Book Review: Sir Mouse to the Rescue by Dirk Nielandt and Marjolein Pottie

Sir Mouse To The Rescue cover

Sir Mouse to the Rescue by Dirk Nielandt and Marjolein Pottie, Book Island, RRP $24.99, ISBN9780987669629, Available now.

Another new title from the new New Zealand (new) publisher, Book Island, Sir Mouse to the Rescue is the thoroughly charming tale of Sir Mouse and her best friend Dragon. Suitable for early readers that are almost ready for chapter books, I think Sir Mouse will be particularly enjoyed by girls for its  twist on the usual fairy tales of helpless female princesses and brave male knights.

Sir Mouse is a knight (“bold Sir Mouse”) who tries to rescue the Prince, battles Cat (a fellow knight), hangs out with her best friend Dragon and contemplates living happily ever after. She sometimes takes herself a tad too seriously but fortunately Dragon is there to keep her company… plus Dragon may not be so silly as she originally seems.

Sir Mouse to the Rescue has lovely illustrations that are a mixture of cartoon and collage and the stories are broken up into short “chapters”, making this a great present idea for readers who are feeling too old for “picture books” but aren’t quite ready for true chapter books.

A final bonus? Sir Mouse thinks marrying the Prince and living happily every after is a CRAZY idea.

Mouse sighs. “A princess does not wear a suit of armour,” she says. “A princess has no sword. A princess is not a knight. Can you see me wearing a posh dress?”

“It might look lovely on you,” says Dragon.

Mouse sighs.

When Dragon has gone home, Mouse tries on a posh dress. She stands in front of the mirror. Ridiculous, thinks Mouse.

Give this to every little girl you know. :)
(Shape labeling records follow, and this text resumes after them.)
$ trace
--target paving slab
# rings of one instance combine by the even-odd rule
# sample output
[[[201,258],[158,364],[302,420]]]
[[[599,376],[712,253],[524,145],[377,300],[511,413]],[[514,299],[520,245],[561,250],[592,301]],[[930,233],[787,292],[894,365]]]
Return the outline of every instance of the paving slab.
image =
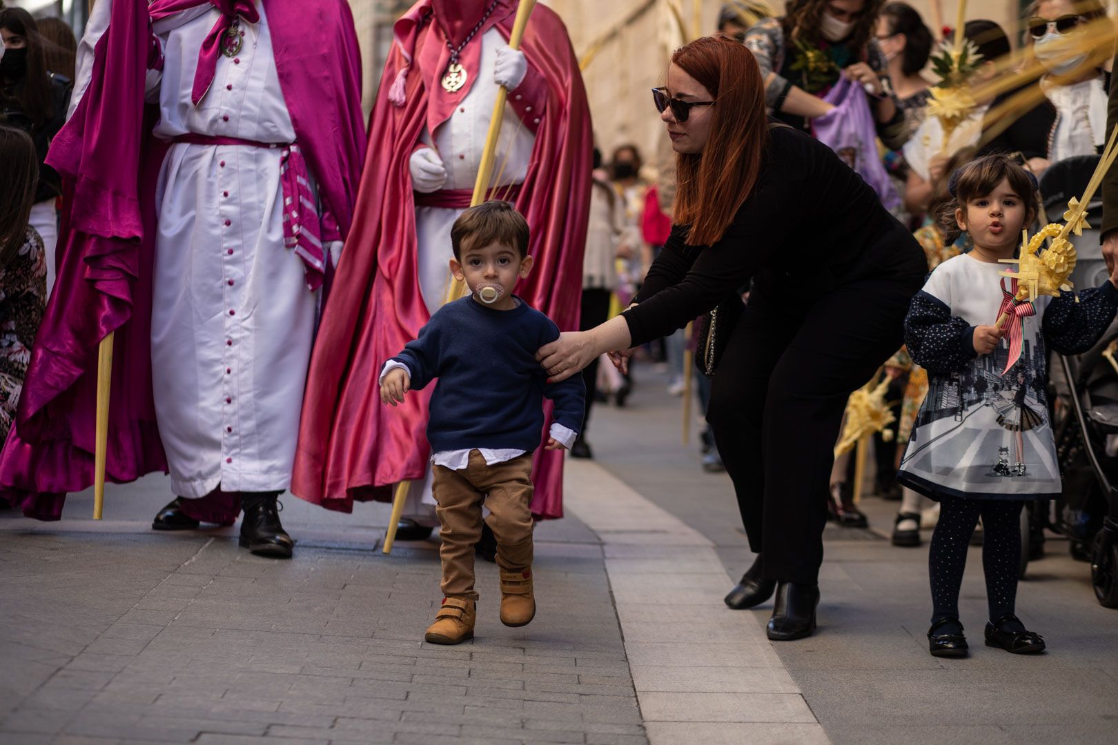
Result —
[[[702,471],[694,437],[698,421],[692,427],[693,445],[680,446],[679,399],[663,395],[662,379],[647,367],[637,367],[636,379],[625,409],[595,411],[589,439],[596,462],[713,546],[730,577],[720,592],[711,593],[710,601],[720,602],[730,581],[754,558],[741,531],[732,487],[726,474]],[[636,442],[634,432],[639,432]],[[1118,700],[1114,687],[1118,680],[1118,614],[1095,601],[1089,567],[1070,558],[1065,541],[1049,536],[1045,557],[1030,564],[1018,590],[1017,614],[1044,634],[1046,655],[1013,656],[983,646],[986,601],[982,554],[972,548],[959,608],[974,653],[966,660],[938,660],[928,655],[925,639],[930,615],[927,544],[919,548],[890,545],[897,503],[868,497],[862,508],[870,517],[870,531],[828,526],[824,533],[818,632],[805,640],[771,646],[776,669],[799,689],[819,724],[798,732],[776,727],[769,735],[755,732],[747,736],[735,728],[738,725],[700,728],[648,722],[650,741],[794,743],[826,737],[836,745],[1118,742],[1114,704]],[[926,532],[926,541],[928,535]],[[641,567],[639,562],[662,561],[665,550],[654,544],[607,543],[605,555],[607,565],[616,561]],[[680,572],[694,569],[694,564],[685,565]],[[679,573],[670,566],[661,571],[665,576]],[[701,594],[689,593],[688,600],[698,606]],[[628,614],[639,613],[639,605],[628,605],[626,599],[618,610],[624,627]],[[717,618],[700,613],[698,608],[695,611],[702,624]],[[740,615],[761,629],[770,613],[771,603],[765,603]],[[688,665],[681,650],[685,650],[683,644],[629,648],[638,691],[650,681],[663,686],[659,678],[665,668],[657,660],[665,656],[676,666]],[[752,669],[756,665],[749,647],[727,655],[735,658],[724,663],[727,668]],[[710,644],[701,656],[702,666],[717,665],[719,644]],[[648,672],[653,668],[656,674]],[[682,688],[683,676],[676,680],[669,687]]]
Book Review: Sammy and the Skyscraper Sandwich by Lorraine Francis and Pieter Gaudesaboos

Sammy and the Skyscraper Sandwich cover

Sammy and the Skyscraper Sandwich by Lorraine Francis and Pieter Gaudesaboo, Book Island, RRP $24.99, ISBN9780987669605, Available now.

Sammy is very hungry. So hungry, he could eat the biggest sandwich in the world. So he goes to the kitchen and gets to work!

Sammy and the Skyscraper Sandwich is one of a trio of gorgeous new books from Book Island, a new publisher bringing European children’s books to New Zealand (in English translations).

The format of Sammy is a large board book, so it’s perfect for reading aloud and perfect for little kids to spend time looking over – the illustrations are large and colourful, and full of lively detail that will catch the eye. The story is very cute and the perfect length for little kids.

All this is just accentuated by the excellent production values. The book is substantial, bright and glossy.

A beautiful gift and a fantastic addition to kids’ books in New Zealand.